Disaster Response Staging Area
A disaster scenario typically requires external resources beyond the scope of a company’s capabilities. In a major response, establishing a staging area (or areas) may be required to support an increase in activity and ongoing response operations.
In selecting a suitable staging area, the following criteria should be considered:
- Accessibility to impacted areas
- Location safety
- Proximity to secure parking, airports, docks, pier, or boat launches
- Accessibility to large trucks and trailers that may be used to transfer equipment
- Accessibility to basic needs
- Accessibility to necessary utilities
In addition, the staging area should:
- Be in a large open area in order to provide potential equipment storage and increased responder population
- Not interfere with equipment loading and offloading operations
- Have a dock/pier on site for deploying equipment if emergency is near shore or offshore
- Have moorage available for vessels to aid the loading/offloading of personnel, as necessary
Disaster Plan Considerations
Other key considerations to be included in a disaster management plan include:
- Communication Plan: Should identify telephone numbers and radio frequencies used by responders.
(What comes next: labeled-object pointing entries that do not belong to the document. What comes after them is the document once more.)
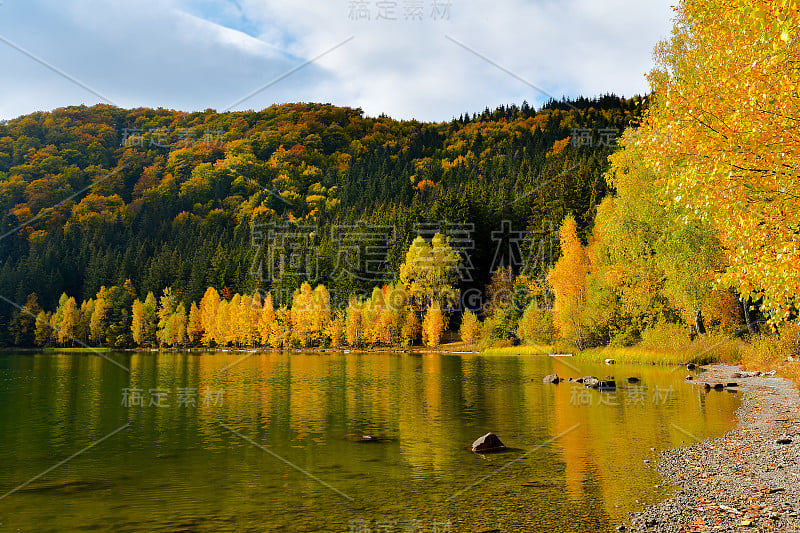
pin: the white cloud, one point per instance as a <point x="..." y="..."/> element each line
<point x="164" y="54"/>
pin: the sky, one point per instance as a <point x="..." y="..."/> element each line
<point x="428" y="60"/>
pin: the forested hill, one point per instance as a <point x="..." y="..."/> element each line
<point x="94" y="196"/>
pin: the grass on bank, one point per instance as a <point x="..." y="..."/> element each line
<point x="668" y="345"/>
<point x="75" y="350"/>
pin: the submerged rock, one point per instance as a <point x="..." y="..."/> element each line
<point x="488" y="443"/>
<point x="358" y="437"/>
<point x="591" y="381"/>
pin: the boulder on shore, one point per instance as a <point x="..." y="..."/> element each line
<point x="488" y="443"/>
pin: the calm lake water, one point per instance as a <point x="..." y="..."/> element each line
<point x="272" y="443"/>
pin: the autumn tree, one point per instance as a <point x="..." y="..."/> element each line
<point x="208" y="315"/>
<point x="430" y="273"/>
<point x="43" y="332"/>
<point x="568" y="279"/>
<point x="266" y="318"/>
<point x="470" y="327"/>
<point x="194" y="327"/>
<point x="432" y="325"/>
<point x="166" y="308"/>
<point x="23" y="321"/>
<point x="720" y="136"/>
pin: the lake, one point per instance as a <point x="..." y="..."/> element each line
<point x="191" y="441"/>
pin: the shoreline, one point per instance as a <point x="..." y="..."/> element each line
<point x="744" y="480"/>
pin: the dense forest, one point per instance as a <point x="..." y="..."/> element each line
<point x="609" y="221"/>
<point x="99" y="201"/>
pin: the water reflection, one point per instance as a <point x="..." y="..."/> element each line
<point x="578" y="462"/>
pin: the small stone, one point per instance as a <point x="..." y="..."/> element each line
<point x="488" y="443"/>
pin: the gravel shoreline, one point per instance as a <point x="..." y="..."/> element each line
<point x="744" y="480"/>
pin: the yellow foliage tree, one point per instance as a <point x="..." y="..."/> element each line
<point x="568" y="280"/>
<point x="433" y="325"/>
<point x="470" y="327"/>
<point x="266" y="319"/>
<point x="721" y="130"/>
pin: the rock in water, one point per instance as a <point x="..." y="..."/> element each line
<point x="591" y="381"/>
<point x="488" y="443"/>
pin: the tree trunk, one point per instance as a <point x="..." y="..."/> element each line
<point x="698" y="323"/>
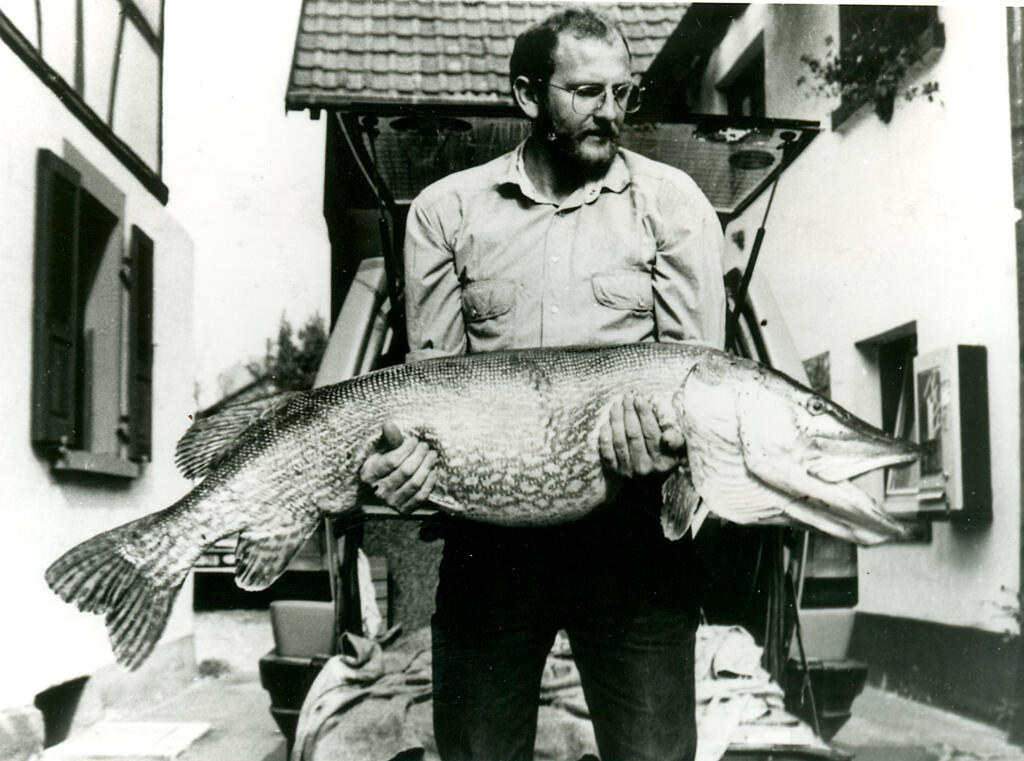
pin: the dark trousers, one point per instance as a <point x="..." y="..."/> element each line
<point x="625" y="596"/>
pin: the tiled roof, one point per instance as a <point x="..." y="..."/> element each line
<point x="435" y="51"/>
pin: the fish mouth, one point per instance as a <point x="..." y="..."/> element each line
<point x="834" y="464"/>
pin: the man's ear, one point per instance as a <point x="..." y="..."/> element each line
<point x="526" y="97"/>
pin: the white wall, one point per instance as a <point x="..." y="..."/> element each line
<point x="43" y="640"/>
<point x="878" y="225"/>
<point x="246" y="180"/>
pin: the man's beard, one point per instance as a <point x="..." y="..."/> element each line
<point x="569" y="150"/>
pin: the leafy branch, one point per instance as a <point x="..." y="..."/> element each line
<point x="291" y="365"/>
<point x="870" y="68"/>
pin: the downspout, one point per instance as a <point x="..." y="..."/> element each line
<point x="1015" y="45"/>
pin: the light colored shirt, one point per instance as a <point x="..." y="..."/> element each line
<point x="492" y="263"/>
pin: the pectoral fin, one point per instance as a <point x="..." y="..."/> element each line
<point x="262" y="554"/>
<point x="682" y="507"/>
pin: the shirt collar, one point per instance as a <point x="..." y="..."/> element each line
<point x="615" y="179"/>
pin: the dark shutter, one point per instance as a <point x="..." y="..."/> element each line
<point x="140" y="347"/>
<point x="56" y="338"/>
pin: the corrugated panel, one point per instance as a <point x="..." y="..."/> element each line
<point x="435" y="50"/>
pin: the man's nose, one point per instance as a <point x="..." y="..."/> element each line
<point x="608" y="110"/>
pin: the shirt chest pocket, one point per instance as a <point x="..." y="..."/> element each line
<point x="629" y="291"/>
<point x="488" y="307"/>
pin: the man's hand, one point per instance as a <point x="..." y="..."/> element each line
<point x="403" y="475"/>
<point x="639" y="438"/>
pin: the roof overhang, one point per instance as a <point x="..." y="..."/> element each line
<point x="732" y="159"/>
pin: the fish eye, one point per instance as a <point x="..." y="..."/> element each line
<point x="815" y="406"/>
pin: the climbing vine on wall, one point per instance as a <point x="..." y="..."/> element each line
<point x="878" y="48"/>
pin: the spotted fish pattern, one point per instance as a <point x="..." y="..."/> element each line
<point x="516" y="435"/>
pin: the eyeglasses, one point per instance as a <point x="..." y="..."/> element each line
<point x="588" y="99"/>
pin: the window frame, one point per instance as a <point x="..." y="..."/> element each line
<point x="61" y="407"/>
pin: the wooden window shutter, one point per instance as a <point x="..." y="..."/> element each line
<point x="140" y="347"/>
<point x="56" y="331"/>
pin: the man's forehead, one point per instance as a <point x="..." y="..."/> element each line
<point x="574" y="52"/>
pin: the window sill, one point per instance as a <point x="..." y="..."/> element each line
<point x="89" y="462"/>
<point x="927" y="48"/>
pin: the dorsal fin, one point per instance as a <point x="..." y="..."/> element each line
<point x="212" y="436"/>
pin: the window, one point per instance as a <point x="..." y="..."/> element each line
<point x="743" y="86"/>
<point x="819" y="374"/>
<point x="896" y="379"/>
<point x="893" y="354"/>
<point x="93" y="315"/>
<point x="878" y="45"/>
<point x="103" y="59"/>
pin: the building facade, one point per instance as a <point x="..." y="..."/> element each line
<point x="891" y="244"/>
<point x="97" y="370"/>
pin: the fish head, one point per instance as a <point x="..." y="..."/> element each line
<point x="800" y="447"/>
<point x="829" y="442"/>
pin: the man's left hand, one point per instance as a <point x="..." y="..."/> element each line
<point x="640" y="438"/>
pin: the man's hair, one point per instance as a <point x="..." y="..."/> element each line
<point x="534" y="53"/>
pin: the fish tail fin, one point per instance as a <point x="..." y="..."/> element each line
<point x="128" y="575"/>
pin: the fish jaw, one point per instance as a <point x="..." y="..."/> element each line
<point x="799" y="447"/>
<point x="808" y="448"/>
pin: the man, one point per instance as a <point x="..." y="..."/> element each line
<point x="567" y="240"/>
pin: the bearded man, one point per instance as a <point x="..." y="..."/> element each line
<point x="568" y="240"/>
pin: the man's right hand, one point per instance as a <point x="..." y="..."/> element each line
<point x="403" y="475"/>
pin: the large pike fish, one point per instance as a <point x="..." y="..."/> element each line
<point x="516" y="436"/>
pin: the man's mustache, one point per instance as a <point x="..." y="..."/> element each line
<point x="609" y="132"/>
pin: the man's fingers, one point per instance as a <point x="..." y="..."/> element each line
<point x="392" y="435"/>
<point x="414" y="473"/>
<point x="649" y="424"/>
<point x="423" y="494"/>
<point x="620" y="444"/>
<point x="605" y="448"/>
<point x="635" y="436"/>
<point x="379" y="465"/>
<point x="672" y="434"/>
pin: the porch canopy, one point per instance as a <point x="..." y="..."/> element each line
<point x="421" y="89"/>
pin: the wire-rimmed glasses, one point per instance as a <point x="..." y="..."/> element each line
<point x="589" y="98"/>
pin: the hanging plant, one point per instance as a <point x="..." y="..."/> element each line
<point x="872" y="62"/>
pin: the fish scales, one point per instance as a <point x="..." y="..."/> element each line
<point x="516" y="437"/>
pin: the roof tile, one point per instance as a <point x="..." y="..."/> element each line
<point x="438" y="50"/>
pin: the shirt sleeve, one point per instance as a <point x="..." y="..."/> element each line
<point x="433" y="297"/>
<point x="688" y="279"/>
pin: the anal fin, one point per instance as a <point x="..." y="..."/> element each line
<point x="682" y="507"/>
<point x="262" y="554"/>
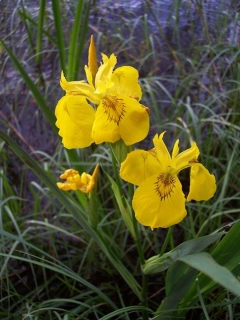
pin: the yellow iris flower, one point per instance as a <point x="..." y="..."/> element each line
<point x="74" y="181"/>
<point x="118" y="115"/>
<point x="159" y="201"/>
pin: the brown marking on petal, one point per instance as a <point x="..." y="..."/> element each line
<point x="194" y="160"/>
<point x="164" y="185"/>
<point x="146" y="109"/>
<point x="114" y="108"/>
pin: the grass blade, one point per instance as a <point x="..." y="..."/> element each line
<point x="96" y="235"/>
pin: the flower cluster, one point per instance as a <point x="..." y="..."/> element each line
<point x="159" y="200"/>
<point x="106" y="108"/>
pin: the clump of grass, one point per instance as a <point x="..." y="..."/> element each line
<point x="51" y="264"/>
This may also involve activation of multiple types of communications equipment and coordination among multiple responding agencies and contractors.
- Public Affairs Plan: Contains guidelines for dealing with the media during an emergency. The Incident Commander will play a key role in providing the initial public assessment and taking the first steps to provide situational understanding.
- Site Security Measures: The potential for increased public attention created towards a disaster site may require additional security measures to be implemented. Several measures should be planned in advance to prepare security personnel for possible security events that may occur.
- Waste Management Procedures: Disposal plans should be in place to manage increased waste from the initial disaster, as well as from the increased activity surrounding the disaster. Waste management needs may be overlooked in the emergency phase of a response, which could result in delays and interruption of cleanup operations.
- Demobilization Plan: These guidelines provide an organized set of procedures to help facilitate and expedite a return to normal operating conditions, and help to minimize costs by standing down response resources in a timely manner.